Skipping follow-up just because a project went well stacks the odds against us for the future.
A while back Harvard Business Review ran articles about failure. Nestled in that collection was an article on avoiding future failures by learning from success (Why Leaders Don’t Learn From Success).
The article related the story of Ducati Motorcycles entering competitive racing back in 2003. When they encountered unexpected and spectacular success in their very first year, they abandoned their initial goal of using that year to learn and, instead, chalked success up to their innate superiority. As you likely suspected, their performance fell sharply their second year because their assumptions about the reasons for their success were well off the mark.
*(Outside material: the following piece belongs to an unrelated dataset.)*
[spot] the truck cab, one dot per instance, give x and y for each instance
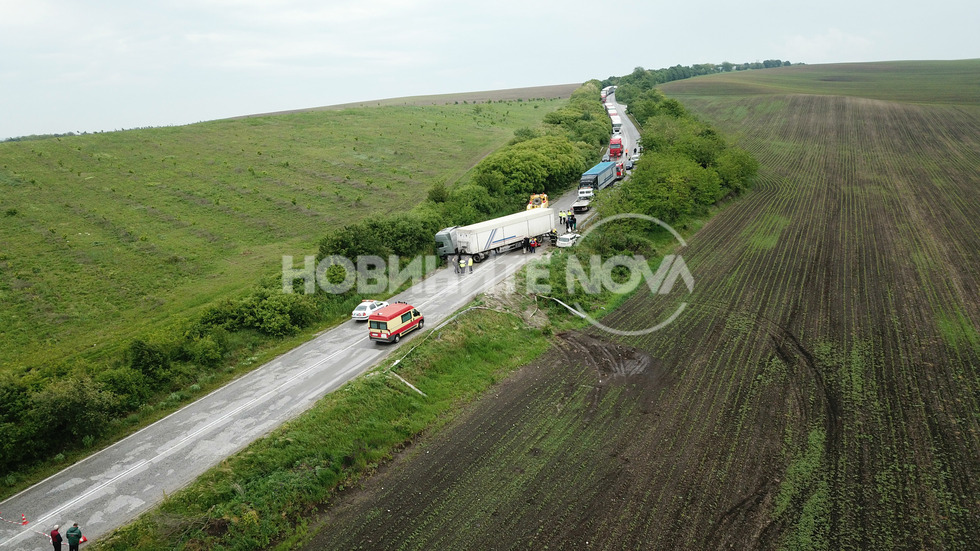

The HBR article tied in well with Jim Collins’ book “How the Mighty Fall” – research into successful companies that fell into distress. Collins documents leaders losing sight of the true factors that created their success when they fail to constantly study WHY they succeeded. Instead, we human beings are far more likely to over-estimate our personal contribution to the success.
We will always, of course, have at least two very good reasons to avoid studying our successes:
- We’re very busy! Particularly after the recession’s downsizings, every company is running extremely lean. The thought of adding the burden of analyzing what is working well seems insane.
- We’re very comfortable — with our initial assumption that we were responsible for our success. No one is naturally motivated to find alternative explanations.
…But Worth It
It demands leadership and discipline to perform an honest post-mortem on every project. Here are just a few reasons why:
- Some projects succeed because of emerging conditions. However, if we don’t identify and acknowledge their roles in current successes, we’ll miss the opportunity to exploit those conditions further.
- On the flip side, a project would have failed but for unforeseen luck. Here we need to adjust our evaluation and decision practices to avoid a failure the next time we aren’t so fortunate.
- Giving credit to the wrong people generates misplaced trust in the future. Do we want the next, bigger project in the hands of folks who escaped failure due to luck?
It’s no easier getting a objective view of why we succeeded than getting a candid picture of why we failed but here are a couple of post-mortem questions that help:
- What went better than we expected? Why? How can we exploit that in the future?
- What went poorer than we expected? Why? Do we need to change our analysis or planning in the future?
- How might someone argue the results were due more to luck than to good planning & execution?
Yes, we’re busy. No, I don’t really want to look closer when it feels better to take all the credit. Still, there’s as much to be learned from our successes as from any other projects if we have the discipline to follow-up!